What that means is that the success of a photonics firm is to find an application for its technology and define [itself] by that market, instead of maintaining the identity on the underlying technology. For example, if you are making lasers for punching precision holes in metal, then you really are a materials processing company. Looking at it that way, clear synergies emerge.
Hausken: Many photonic segments are now large enough and mature enough that they are very dependent on the global economic cycles. Examples include displays and image sensors for consumer products. Most suppliers are playing in a global market today, where your prospects depend on swings in global economic cycles and currency exchange rates. Companies can try to protect themselves, for example, by diversifying their business.
Q: In what sector of the photonics industry do you predict the most economic growth in the next five to 10 years?
Kaufmann: Consumer. Consumer electronics is now at the leading edge. The pyramid has been turned over, with consumer electronics at the top, followed by industrial, then research, then military. An example is the sCMOS cameras that started with cellphones.

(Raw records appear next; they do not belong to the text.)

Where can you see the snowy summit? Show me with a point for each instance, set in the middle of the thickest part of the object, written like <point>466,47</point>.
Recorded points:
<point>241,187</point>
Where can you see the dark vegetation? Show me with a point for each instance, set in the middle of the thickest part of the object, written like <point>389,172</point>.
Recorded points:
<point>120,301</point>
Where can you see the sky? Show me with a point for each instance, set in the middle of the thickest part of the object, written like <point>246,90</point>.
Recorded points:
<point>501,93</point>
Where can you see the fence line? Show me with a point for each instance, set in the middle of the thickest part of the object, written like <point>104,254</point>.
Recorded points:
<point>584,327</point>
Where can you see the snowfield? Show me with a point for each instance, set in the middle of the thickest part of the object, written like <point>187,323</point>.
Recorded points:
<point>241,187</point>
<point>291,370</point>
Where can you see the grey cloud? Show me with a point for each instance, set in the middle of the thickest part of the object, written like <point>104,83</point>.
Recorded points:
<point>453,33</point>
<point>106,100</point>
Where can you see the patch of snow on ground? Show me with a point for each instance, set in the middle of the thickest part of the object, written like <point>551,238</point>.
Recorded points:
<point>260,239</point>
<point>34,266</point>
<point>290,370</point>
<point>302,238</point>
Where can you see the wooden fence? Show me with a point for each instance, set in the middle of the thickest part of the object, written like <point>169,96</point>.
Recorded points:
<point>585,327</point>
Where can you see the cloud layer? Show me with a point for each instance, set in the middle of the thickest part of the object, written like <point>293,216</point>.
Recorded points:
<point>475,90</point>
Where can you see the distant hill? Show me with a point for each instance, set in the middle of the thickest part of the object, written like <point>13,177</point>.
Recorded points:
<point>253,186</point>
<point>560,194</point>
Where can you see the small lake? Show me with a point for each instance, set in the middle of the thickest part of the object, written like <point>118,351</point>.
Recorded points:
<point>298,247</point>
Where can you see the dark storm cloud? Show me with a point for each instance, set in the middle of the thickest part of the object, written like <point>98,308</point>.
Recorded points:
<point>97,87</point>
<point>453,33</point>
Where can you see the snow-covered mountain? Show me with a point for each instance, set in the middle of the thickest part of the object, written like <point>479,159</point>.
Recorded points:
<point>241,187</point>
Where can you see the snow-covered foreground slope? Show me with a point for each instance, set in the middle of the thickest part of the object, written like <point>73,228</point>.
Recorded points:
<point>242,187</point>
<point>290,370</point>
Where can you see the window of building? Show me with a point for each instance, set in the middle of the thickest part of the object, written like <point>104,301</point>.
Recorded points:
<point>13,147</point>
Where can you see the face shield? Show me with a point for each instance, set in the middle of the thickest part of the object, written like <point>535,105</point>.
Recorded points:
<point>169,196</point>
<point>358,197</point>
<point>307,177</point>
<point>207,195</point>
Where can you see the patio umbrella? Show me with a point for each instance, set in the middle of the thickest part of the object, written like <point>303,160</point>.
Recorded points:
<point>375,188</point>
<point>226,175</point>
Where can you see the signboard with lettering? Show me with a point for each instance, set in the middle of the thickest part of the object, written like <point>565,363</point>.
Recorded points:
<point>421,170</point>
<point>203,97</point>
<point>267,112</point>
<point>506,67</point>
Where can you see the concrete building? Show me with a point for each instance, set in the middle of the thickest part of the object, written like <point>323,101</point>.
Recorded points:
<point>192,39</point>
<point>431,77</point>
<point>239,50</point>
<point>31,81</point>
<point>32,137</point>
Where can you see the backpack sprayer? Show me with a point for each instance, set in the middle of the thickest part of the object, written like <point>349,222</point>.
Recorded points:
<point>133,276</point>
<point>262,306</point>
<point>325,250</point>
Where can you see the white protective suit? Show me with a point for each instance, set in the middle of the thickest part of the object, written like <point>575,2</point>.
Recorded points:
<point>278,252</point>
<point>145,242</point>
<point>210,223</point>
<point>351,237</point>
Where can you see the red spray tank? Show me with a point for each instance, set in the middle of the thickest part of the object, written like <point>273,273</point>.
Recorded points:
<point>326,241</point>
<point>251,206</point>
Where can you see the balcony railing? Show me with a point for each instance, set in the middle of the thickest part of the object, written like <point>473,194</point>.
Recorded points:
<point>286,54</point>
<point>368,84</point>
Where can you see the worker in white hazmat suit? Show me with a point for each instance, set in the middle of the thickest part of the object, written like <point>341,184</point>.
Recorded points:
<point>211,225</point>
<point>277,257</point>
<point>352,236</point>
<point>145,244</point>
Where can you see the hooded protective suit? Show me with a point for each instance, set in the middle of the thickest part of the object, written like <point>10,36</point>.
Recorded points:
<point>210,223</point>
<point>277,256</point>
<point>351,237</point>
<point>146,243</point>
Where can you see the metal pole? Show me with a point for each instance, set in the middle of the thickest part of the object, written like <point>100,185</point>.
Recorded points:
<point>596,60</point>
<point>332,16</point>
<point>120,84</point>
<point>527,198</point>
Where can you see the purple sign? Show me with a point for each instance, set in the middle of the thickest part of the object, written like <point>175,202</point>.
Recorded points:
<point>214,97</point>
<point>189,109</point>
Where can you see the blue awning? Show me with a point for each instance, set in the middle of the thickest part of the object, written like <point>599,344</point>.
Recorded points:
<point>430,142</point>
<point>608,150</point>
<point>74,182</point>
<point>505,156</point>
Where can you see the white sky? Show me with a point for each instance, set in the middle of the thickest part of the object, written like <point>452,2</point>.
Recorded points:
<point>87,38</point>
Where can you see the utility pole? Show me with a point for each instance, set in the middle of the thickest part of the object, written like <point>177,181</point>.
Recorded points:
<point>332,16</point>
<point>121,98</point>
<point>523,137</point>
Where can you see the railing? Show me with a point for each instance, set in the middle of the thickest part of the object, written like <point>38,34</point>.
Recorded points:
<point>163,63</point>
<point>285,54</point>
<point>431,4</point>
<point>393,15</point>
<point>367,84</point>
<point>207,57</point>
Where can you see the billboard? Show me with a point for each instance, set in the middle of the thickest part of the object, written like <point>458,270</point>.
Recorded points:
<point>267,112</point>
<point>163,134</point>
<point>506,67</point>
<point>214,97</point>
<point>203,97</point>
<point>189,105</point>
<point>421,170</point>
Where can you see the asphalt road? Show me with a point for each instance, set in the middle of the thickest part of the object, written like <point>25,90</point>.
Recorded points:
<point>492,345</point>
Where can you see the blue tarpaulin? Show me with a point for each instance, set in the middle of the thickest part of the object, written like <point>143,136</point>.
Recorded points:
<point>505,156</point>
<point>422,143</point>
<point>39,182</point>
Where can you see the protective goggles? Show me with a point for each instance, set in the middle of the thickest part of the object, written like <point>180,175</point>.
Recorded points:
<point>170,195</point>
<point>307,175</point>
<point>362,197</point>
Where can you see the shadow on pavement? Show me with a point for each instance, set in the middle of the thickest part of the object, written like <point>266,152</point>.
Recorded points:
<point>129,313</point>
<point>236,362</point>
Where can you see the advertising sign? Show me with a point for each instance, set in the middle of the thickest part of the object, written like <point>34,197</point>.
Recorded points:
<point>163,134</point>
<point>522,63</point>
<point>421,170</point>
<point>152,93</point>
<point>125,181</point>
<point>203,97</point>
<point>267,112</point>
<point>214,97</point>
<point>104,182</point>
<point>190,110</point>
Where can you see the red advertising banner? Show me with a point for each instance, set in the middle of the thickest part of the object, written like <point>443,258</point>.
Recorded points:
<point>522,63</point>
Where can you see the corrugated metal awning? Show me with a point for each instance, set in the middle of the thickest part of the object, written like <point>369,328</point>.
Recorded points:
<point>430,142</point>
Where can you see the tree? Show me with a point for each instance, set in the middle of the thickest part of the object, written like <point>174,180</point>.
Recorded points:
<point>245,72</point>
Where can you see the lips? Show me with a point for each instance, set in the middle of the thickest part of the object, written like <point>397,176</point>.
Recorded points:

Manor: Machine vision, because of the need in the transition from traditional industries to high-tech industries in fast-developing countries, in particular in the Far East and China. This transition is characterized by upgraded robotic manufacturing techniques and lines, and introduction of new products in international markets.
Biophotonics, because of the progress of life sciences and therefore development of new medical devices. The major related impact would be here on sensors, lasers and optomechanical devices (MEMS).
Lighting, because of the major role LEDs will play in this huge world market.